Over the past five years, more than 37 million doses of painkillers, antibiotics and other medicines have been given to someone in the UK for whom they were not prescribed, according to new research.

Heart medicines, statins, depressants and oral contraceptives are also among the prescription drugs which are being passed on by more than a million people every year, in the mistaken and dangerous belief that they are doing someone a favour, says the study, released by community pharmacy chain Lloyds Pharmacy.

With only half of all prescription medicines being taken as directed, it seems that there is no shortage of “spare” drugs available for amateur dispensing, comments the firm, which describes the trend as a “prescription for disaster.”

“You’d think that everyone instinctively understands the potential danger in giving a prescription medicine to a friend or relative, but according to our research more than 6.3 million people have done just that,” said Andy Murdock, pharmacy relations and governance director of Lloyds Pharmacy.

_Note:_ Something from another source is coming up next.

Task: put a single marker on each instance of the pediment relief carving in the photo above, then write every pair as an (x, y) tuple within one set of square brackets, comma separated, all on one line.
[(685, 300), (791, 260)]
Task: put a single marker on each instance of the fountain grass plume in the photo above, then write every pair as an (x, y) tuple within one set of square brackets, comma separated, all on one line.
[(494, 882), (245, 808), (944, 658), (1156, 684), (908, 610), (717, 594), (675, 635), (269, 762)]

14% of 2,043 adults polled for the survey said they had given their prescription drugs to other people during the last five years, 16% of women and 10% of men acknowledging that they had done so. The practise is most prevalent among older patients and people on lower incomes, suggesting that prescription costs may be one of the factors at play. The survey also shows that one in four homes in the UK has some prescription medication which is no longer being taken, and in 2008 Lloyds also reported that there were 40 million items of out-of-date prescription medicines in Britain’s medicine cabinets.

“Doctors prescribe particular drugs to suit the individual needs and circumstances of the patient,” said Mr Murdock. “If you cross the wrong drug with the wrong person, the results could be awful, even fatal. What’s more, it’s likely that many of the drugs which are passed on are out-of-date, and that presents its own dangers.”

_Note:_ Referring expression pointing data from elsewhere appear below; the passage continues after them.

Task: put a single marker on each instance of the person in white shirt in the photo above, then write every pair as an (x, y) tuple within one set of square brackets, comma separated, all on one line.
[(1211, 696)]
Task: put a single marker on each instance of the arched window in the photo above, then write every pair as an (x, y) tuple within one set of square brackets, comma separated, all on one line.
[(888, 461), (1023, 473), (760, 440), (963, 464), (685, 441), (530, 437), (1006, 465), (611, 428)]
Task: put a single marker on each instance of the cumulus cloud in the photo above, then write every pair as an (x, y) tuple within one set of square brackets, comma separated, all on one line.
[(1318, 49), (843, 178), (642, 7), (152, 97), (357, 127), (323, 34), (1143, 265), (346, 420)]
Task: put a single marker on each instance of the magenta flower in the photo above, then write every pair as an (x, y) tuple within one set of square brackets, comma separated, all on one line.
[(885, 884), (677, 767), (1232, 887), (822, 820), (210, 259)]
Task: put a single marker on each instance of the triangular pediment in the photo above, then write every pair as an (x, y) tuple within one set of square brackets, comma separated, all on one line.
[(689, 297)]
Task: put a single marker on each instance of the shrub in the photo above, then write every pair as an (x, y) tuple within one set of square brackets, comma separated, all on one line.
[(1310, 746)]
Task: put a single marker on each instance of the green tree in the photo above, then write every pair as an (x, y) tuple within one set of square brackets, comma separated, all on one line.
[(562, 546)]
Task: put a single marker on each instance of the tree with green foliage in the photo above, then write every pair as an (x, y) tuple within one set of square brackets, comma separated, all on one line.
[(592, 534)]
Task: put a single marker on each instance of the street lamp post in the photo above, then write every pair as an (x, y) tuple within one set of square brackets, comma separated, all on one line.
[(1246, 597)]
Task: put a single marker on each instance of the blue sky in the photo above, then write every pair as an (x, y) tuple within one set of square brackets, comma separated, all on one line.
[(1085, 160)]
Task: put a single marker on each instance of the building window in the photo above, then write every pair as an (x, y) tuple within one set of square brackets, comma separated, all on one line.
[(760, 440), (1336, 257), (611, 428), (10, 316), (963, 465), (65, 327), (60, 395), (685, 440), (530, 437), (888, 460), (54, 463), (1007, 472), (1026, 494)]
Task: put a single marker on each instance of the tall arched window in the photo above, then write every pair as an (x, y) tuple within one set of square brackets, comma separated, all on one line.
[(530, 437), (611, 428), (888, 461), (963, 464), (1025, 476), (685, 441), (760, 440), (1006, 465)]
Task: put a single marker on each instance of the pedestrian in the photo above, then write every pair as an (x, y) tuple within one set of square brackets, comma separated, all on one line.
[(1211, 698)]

He acknowledged that people may think they’re being neighbourly by giving someone a prescription drug such as a painkiller. “You can understand the thought process; the drug has worked well for the patient, they have a friend who seems to be displaying similar symptoms and they have some pills to spare. It seems like a harmless and kind act to throw over a bottle and say, try one of these.”

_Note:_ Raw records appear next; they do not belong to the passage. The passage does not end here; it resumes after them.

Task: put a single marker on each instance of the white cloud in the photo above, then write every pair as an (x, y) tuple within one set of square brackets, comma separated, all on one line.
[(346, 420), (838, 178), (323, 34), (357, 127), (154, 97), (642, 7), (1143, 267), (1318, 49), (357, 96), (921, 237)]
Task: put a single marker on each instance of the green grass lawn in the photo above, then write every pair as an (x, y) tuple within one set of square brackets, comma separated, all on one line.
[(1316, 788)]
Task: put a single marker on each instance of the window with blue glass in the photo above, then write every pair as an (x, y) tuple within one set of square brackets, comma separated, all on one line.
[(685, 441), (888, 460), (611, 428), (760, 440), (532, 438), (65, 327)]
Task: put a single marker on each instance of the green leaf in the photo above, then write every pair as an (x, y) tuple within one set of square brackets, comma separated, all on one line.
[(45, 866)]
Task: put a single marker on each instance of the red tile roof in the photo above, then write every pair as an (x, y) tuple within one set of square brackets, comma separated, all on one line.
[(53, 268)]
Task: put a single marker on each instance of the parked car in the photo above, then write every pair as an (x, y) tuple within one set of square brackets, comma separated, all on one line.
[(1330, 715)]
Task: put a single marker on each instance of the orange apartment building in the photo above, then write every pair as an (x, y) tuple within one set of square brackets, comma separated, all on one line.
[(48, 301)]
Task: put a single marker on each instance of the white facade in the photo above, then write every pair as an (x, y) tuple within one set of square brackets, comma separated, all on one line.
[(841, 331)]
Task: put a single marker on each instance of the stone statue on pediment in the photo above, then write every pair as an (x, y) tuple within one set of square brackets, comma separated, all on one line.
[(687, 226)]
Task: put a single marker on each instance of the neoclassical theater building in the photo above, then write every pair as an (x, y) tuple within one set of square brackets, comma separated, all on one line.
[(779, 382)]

“But they could be allergic to the active ingredient, or it may be contra-indicated with other medication they are taking. And of course, the ‘diagnosis’ may well have been wrong in the first place,” he says.

The trend was also condemned by Professor Steve Field, chairman of the Royal College of General Practitioners (RCGP), who was quoted by The Guardian newspaper as emphasizing that: “prescriptions are given out on trust between the GP and the patient. Drugs should never be shared on passed on to people they weren’t intended for. Patients should stop doing this.”